— Никита... ко мне ходи, — прошелестел языком князь Юрий.
Красавец внук, одетый в шёлковую лазоревую рубаху, подошёл к деду и опустился на колени перед койкой. Юрий желал сейчас потрепать Никиту по шелковистым русым волосам, но сил на такое деяние уже не осталось...
— Я верил, что мне ещё с десяток годов... топать землю отмерено Господом, а оно вишь как... Никитушка, — еле слышным голосом держал речь перед внуком князь Юрий. — У меня для тебя послание заготовлено — отец передаст. Скоро возьмёшь... Оприч войско... Царь утвердит.
Никита кивнул головой в согласии.
— В моей цидулке узнаешь все тонкости... по управе Опричниной.
— Спаси тебя Бог, дед родный.
— Пустые заботы, князь молодой. Уже не спасёт.
Рядом стоял Василий Юрьевич и утирал пальцем струйку солёной слезы, что ручейком побежала по мясистой щеке.
— Почитай отца Василия. Не забывай, Никита, ты есть — наследник нашей фамилии, наипервейшая знать на святой Руси. Выше нас — только ястребы в небе парят... Твори живее мальца... не тяни.
— Настасья давно брюхатая, — моргая влажными голубыми очами, ответил Никита Васильевич. — Верую я: парень там затаился, шибко в пузо колотит ногой матери.
— Слушайся во всём Митрополита Святейшего. Мы с ним — с юных лет друзьяки. Он есть — зело мудрый человечище, глыба каменная…
Никита Васильевич кивнул в ответ русой головой.
— Прощай, Никитушка, храни тебя Бог…
В дверь горницы тихонечко постучали. Василий Юрьевич метнулся туда и дёрнул на себя серебряную ручку.
— Митрополит Всероссийский прибыл, — шёпотом доложил холоп.
— Веди живее, ну! — зашипел князь Василий.
— Прощай, сын... — еле слышно прошелестел языком бывший глава Опричнины и закрыл глаза.
В шальную ночь на Ивана Купала, потомок великого Рориха, князь Юрий Васильевич Милосельский, отдал Господу душу.
Глава 8. Ночь на Ивана Купала
Дело шло к полуночи. На опушке леса у небольшого костра стояла группа опричников. Перед молодыми бойцами держал речь старшина Иван Селиванов: молодой ещё мущина с аккуратной русой бородкой, лукавой физиономией, с лихо закрученными усами и с факелом в руке.
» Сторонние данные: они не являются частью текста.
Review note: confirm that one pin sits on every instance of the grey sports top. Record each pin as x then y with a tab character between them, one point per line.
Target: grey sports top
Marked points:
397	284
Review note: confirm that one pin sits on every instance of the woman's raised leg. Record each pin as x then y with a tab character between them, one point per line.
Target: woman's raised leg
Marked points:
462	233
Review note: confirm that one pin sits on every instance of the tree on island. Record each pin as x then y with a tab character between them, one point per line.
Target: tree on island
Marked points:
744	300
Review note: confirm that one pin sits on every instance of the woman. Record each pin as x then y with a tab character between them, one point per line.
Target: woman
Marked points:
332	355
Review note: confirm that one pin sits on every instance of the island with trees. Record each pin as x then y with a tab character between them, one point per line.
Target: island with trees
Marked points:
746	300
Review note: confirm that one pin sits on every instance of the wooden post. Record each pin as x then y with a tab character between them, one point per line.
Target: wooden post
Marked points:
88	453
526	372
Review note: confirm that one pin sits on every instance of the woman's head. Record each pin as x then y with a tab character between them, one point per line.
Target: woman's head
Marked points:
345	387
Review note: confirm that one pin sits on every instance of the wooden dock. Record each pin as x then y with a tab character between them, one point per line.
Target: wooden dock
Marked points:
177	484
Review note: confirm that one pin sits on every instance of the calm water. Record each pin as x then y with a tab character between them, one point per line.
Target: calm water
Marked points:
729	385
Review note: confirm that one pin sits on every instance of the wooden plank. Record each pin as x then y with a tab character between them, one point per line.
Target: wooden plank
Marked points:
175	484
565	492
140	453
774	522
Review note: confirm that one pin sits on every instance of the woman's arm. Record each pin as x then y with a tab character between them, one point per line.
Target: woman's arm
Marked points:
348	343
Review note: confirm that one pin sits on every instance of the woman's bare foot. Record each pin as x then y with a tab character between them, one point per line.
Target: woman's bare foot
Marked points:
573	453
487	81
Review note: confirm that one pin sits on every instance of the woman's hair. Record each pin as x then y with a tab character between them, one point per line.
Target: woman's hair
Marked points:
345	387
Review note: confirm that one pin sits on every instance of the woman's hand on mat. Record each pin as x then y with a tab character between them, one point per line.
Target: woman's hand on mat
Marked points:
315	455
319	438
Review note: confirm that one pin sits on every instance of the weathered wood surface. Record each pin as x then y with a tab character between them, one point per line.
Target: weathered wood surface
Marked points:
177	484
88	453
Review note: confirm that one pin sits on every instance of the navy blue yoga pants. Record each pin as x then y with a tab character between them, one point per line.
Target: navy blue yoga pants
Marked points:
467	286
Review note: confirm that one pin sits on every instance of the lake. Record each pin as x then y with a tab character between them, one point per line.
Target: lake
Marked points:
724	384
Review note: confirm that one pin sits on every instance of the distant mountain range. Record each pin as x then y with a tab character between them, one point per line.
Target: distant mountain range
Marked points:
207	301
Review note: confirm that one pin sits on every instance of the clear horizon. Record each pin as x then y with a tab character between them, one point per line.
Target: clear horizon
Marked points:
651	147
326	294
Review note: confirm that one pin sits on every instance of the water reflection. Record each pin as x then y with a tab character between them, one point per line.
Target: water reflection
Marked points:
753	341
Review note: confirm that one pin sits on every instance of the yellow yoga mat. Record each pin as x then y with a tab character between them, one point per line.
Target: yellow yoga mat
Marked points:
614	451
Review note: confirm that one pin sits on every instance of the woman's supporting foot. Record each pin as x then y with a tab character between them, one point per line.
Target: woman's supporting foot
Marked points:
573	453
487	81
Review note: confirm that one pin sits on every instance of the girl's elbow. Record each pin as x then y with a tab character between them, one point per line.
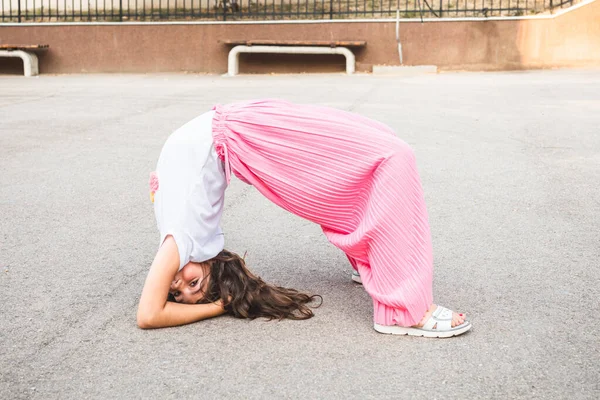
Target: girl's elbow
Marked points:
146	320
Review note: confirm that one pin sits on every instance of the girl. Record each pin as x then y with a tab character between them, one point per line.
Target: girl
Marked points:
345	172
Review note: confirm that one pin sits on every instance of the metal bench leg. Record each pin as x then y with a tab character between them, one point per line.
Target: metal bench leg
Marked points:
233	61
350	59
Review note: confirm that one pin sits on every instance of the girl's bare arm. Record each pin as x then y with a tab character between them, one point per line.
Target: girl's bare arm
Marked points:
154	311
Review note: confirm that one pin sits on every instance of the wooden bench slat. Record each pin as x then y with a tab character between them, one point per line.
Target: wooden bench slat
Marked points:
333	43
23	46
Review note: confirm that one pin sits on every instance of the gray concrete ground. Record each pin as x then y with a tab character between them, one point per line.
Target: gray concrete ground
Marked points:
510	164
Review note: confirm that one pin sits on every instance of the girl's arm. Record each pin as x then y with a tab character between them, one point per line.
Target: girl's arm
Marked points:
154	311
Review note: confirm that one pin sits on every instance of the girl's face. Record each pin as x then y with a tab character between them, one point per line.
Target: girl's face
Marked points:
189	284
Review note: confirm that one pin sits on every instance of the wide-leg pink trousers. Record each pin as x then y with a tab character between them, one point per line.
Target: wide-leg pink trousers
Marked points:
352	176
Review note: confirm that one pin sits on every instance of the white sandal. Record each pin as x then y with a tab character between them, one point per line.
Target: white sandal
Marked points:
439	325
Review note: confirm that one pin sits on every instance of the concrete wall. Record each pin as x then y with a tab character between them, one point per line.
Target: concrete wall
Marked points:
569	40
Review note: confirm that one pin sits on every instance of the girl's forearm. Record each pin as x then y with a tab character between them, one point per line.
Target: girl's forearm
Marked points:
174	314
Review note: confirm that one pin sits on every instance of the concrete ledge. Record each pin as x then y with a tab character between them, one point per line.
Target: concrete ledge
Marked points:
401	70
30	61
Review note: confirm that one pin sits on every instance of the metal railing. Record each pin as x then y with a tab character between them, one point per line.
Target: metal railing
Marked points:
232	10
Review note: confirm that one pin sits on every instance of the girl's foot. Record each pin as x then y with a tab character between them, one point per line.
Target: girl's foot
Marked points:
457	319
438	322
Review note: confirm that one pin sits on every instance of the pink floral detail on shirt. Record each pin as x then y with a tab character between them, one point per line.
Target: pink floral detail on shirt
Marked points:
153	185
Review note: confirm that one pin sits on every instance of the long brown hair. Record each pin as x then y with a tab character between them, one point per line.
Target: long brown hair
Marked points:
246	295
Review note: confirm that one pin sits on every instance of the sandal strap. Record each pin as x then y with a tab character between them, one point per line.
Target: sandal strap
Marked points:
441	319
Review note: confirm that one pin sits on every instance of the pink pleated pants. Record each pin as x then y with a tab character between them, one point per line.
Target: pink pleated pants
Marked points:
349	174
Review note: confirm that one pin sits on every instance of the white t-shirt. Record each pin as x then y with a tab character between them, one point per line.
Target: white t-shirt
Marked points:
191	189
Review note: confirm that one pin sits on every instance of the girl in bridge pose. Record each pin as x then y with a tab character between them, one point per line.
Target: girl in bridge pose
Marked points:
347	173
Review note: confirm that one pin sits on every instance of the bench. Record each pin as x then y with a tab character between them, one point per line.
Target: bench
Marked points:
26	53
290	47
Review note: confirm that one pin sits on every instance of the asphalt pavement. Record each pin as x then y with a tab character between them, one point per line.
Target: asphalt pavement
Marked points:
510	164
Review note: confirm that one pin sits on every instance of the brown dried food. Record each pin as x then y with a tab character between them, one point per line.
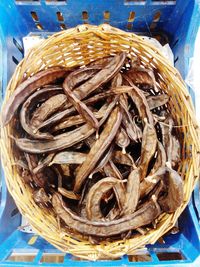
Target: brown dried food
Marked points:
96	193
174	198
33	100
27	87
100	146
143	216
94	187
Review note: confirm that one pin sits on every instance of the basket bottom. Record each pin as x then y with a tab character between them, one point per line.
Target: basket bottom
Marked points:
180	248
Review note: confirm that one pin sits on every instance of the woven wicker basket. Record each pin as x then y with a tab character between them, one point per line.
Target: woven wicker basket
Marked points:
79	46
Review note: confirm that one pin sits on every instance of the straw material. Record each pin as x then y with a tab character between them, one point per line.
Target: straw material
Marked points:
79	46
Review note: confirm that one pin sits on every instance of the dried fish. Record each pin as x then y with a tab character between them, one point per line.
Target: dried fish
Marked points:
125	159
145	215
100	146
33	100
60	142
68	194
174	198
95	195
68	157
27	87
149	144
132	192
157	101
40	196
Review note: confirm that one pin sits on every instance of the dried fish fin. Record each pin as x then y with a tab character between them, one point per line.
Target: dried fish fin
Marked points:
68	194
149	144
95	195
111	169
157	101
43	163
126	159
68	157
122	139
40	196
80	106
132	192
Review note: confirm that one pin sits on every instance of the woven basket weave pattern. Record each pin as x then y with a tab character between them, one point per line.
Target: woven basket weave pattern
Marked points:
76	47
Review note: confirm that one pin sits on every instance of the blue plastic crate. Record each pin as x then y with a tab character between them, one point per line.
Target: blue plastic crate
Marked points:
174	21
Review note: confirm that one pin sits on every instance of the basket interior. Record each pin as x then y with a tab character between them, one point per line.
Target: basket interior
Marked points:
152	18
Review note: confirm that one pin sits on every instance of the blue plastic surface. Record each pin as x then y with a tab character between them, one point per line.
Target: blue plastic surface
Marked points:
178	21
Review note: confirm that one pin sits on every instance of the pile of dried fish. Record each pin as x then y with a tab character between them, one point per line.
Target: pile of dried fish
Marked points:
97	144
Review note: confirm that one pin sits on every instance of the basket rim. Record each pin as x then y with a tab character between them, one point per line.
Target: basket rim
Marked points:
115	248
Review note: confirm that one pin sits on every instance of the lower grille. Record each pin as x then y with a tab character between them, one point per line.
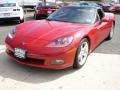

— Разбредайтеся и ныряйте в лес парами. Все окрестности надобно прочесать. К речке ходите, здесь они где-то балуют, недалече. Кто узрит окаянных — живо обратно. Да сами не заплутайте в чащобе, шлы́нды.
— А лучины хотя бы возьмём, Иван Лексеич? — задал вопрос боец Голенищин. — Темень стоит, как нам впотьмах по лесу бродить?
— Нельзя, парень. Не то окаянные вас резво приметят и скроются. Как в чащобу войдёте, на наш костёр оглядывайтесь — то примета вам. Вскоре я его разведу поболе. Да не пужайтесь, угла́ны, чего приуныли? Речка совсем недалече, коли в трезвом уме и памяти — не заплутаете. Туда — река, обратно — дорога, — размахался рукой начальник, — месяц на небесах вам в подмогу к тому же.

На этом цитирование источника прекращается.